Das Verdienst der Dresdner Soziologen besteht vor allem darin, dass das Forum im November wie keine andere ähnliche Veranstaltung in Dresden Wissenschaftler und Pegida-Anhänger zusammen geführt hatte. Das findet sich sowohl in dem Abschnitt „Pegida-Gegenblick“ wieder, aber auch in dem Dialog, den Schriftsteller Ingo Schulze am Ende des Buches beisteuert.
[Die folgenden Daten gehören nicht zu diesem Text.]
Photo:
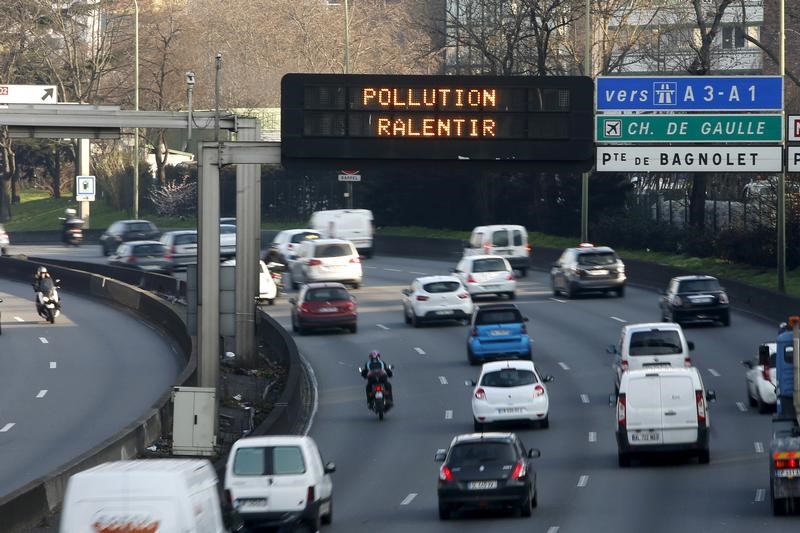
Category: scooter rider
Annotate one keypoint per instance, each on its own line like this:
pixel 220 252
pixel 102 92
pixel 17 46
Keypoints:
pixel 377 371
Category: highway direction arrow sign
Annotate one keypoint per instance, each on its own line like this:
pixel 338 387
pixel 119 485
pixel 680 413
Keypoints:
pixel 689 159
pixel 28 94
pixel 689 93
pixel 688 128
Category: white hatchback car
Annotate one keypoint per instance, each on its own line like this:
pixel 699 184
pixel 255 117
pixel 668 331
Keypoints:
pixel 508 391
pixel 486 274
pixel 436 298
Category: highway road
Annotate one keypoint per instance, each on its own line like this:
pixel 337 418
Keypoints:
pixel 68 386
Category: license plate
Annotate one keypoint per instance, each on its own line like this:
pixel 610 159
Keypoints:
pixel 482 485
pixel 645 436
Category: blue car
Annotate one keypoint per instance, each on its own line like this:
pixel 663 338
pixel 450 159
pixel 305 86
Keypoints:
pixel 498 331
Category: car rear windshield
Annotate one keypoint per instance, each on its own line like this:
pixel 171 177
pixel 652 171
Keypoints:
pixel 699 285
pixel 442 286
pixel 148 249
pixel 500 316
pixel 476 453
pixel 509 377
pixel 489 265
pixel 655 342
pixel 332 250
pixel 324 295
pixel 269 461
pixel 597 258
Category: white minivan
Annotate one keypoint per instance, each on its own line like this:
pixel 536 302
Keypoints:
pixel 663 410
pixel 506 240
pixel 354 225
pixel 279 481
pixel 144 495
pixel 649 345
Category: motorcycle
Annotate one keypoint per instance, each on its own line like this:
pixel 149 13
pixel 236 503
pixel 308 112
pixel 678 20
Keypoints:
pixel 48 303
pixel 381 397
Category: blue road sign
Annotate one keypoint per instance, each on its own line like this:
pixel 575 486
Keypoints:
pixel 689 93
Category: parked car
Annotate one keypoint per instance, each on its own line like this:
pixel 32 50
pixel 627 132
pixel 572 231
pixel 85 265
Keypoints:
pixel 324 305
pixel 695 299
pixel 486 274
pixel 143 255
pixel 510 391
pixel 181 248
pixel 663 410
pixel 761 379
pixel 433 298
pixel 280 481
pixel 506 240
pixel 126 231
pixel 486 469
pixel 285 244
pixel 588 268
pixel 326 260
pixel 497 331
pixel 649 345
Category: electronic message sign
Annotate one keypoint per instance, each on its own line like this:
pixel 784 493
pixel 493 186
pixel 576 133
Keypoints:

Ein Dialog über die „Millionen Subjekte, die illegal nach Deutschland kommen und unsere deutsche Kultur zersetzen“. Was genau der Pegida-Anhänger damit meint, bekommt Schulze trotz geduldiger Nachfragen allerdings nicht heraus.
Hervorzuheben wäre, dass auch die Forschungsgruppe durchgezählt zu Wort kommt. Es waren Mathias Schuh, Student der Forstwissenschaft, und seine Kommilitonen, die mit ihrem Einsatz und ihrer Hartnäckigkeit den Spekulationen um die Teilnehmerzahlen bei den Demonstrationen von Pegida und Nopegida mit wissenschaftlichen und transparent dargestellten Methoden ein Ende bereiteten. Der Zusammenschluss mit den Leipziger Soziologen war folgerichtig. Das Team lieferte Zahlen, die auch die Dresdner Polizei letztlich akzeptierte.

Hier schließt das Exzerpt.